Опять поднялся общий гам, и пошла сумятица, и снова поднял вверх свою руку Борух Натансон. Но теперь унять толпу оказалось гораздо труднее, тем более, что и на многих сторонников кагала речь Иссахара навела раздумье и сомнения в законности действий Совета. Иссахар торжествовал и считал уже свою битву выигранной. Одни кричали за него, другие против, но последние были уже в меньшинстве, и дело ежеминутно грозило дойти до общей свалки. Еврейские «бегулес» и «махлейкес» — то есть смуты и раздоры, казалось, достигли полного разгара. Тщетно раздавались с бимы громкие удары кожаной хлопушки, чтобы возбудить внимание толпы; тщетно шамеши и шотры молили эту возбужденную толпу успокоиться хоть на время и выслушать оправдания и доводы другой стороны… Наконец-то, после долгих усилий, ав-бейс-дину удалось восстановить спокойствие настолько, что стало возможно держать к собранию слово.

— Вы требуете асифа? — начал Борух Натансон. — Хорошо, будь по-вашему, мы соберем его. Но прежде во имя справедливости и беспристрастия вы должны выслушать и нас, как мы слушали вашего витию. Он сказал все, что ему хотелось, и Совет пречистого кагала, сильный сознанием своей правоты, не только не прервал его ни разу, но с кротостью и смирением, подобающими чистой совести, имел терпение выслушать до конца все неслыханные оскорбления и поносные ругательства этого человека. Опираясь на Талмуд, человек этот говорит, будто кагал нарушил субботу. Это неправда. Тот же Талмуд и великие учителя наши, Маймонид и другие свидетельствуют иное…

— Хасиды не признают Маймонида, — резко перебил оратора Иссахар Бер. — По уставу хасидов, мудрования его считаются под запретом, и ссылки на него для нас не обязательны[206].

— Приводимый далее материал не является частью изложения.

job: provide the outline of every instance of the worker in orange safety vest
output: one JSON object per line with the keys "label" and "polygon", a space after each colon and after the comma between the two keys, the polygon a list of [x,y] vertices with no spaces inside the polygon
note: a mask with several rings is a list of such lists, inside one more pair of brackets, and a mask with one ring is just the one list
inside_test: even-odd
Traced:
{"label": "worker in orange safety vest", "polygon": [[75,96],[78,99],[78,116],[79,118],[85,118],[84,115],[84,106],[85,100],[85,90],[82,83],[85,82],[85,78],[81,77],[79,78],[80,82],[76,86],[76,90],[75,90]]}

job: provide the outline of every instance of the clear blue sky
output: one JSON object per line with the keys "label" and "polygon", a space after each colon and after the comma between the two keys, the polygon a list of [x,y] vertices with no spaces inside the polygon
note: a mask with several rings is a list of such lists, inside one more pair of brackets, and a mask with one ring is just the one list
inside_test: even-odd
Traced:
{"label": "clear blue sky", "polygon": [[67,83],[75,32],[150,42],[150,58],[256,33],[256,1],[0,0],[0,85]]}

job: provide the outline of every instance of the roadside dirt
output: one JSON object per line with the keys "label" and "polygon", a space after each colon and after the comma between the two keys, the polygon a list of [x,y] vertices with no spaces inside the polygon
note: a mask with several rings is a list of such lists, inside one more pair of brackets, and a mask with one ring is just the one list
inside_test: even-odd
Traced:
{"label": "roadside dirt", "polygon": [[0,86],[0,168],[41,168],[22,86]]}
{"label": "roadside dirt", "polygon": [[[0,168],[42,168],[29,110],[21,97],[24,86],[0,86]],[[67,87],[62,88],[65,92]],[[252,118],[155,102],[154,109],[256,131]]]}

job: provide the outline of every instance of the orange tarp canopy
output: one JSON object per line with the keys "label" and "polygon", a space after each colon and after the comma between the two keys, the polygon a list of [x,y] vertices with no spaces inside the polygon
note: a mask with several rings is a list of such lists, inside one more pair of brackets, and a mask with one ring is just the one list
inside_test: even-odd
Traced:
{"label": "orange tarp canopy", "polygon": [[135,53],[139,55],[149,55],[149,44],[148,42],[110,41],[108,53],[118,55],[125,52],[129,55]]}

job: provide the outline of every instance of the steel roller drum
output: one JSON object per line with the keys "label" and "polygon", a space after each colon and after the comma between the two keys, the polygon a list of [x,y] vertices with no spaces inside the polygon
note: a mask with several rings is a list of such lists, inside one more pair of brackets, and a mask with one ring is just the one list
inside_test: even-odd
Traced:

— Когда хасидам на руку, они его признают, когда же нет — отвергают, мы это знаем. Но хасиды не суть еще все еврейство, — спокойно возразил ему раввин! — Еврейство признает его. Мы же стоим на твердой почве еврейства, а не на зыбкой поверхности той или другой партии. Итак, раббосай, — продолжал он, — великие учители еврейства свидетельствуют иное. Пусть тот, кто знаком с Талмудом, заглянет в трактат «Иума», в трактаты Маймонида о субботе и запрещениях, и он найдет там ясное толкование, что никакая работа не возбраняется в день субботний, когда есть секонас-нефошос — опасность жизни, или опасность для души еврейской. В субботу разрешается помогать больному, тушить пожар, сражаться против врагов отечества и т. д. Гаоны[207] наши говорят: «Суббота, как и другие заповеди, преступаются, если только соблюдение оных может стоить нам или другим жизни» и «Тот достоин хвалы, кто, преступая субботу, спешит на помощь находящимся в опасности». В подлежащем случае имеются налицо все данные, чтобы не только оправдать нарушение субботы, но и заслужить хвалу за это».

Среди хасидов раздались насмешливые и негодующие возгласы протеста.

— Позвольте, не торопитесь с вашими возгласами! — спокойно остановил их раввин. — Здесь была явная опасность и для жизни, и для души еврейской. В этом случае чуть не лишилась жизни достопочтенная фрау Сарра, супруга досточтимого реб Соломона Бендавида, да и сам он был на краю той же опасности.

— Это дело доктора, а не ваше. Доктор и подал ей помощь, — грубо перебил раввина Иссахар Бер.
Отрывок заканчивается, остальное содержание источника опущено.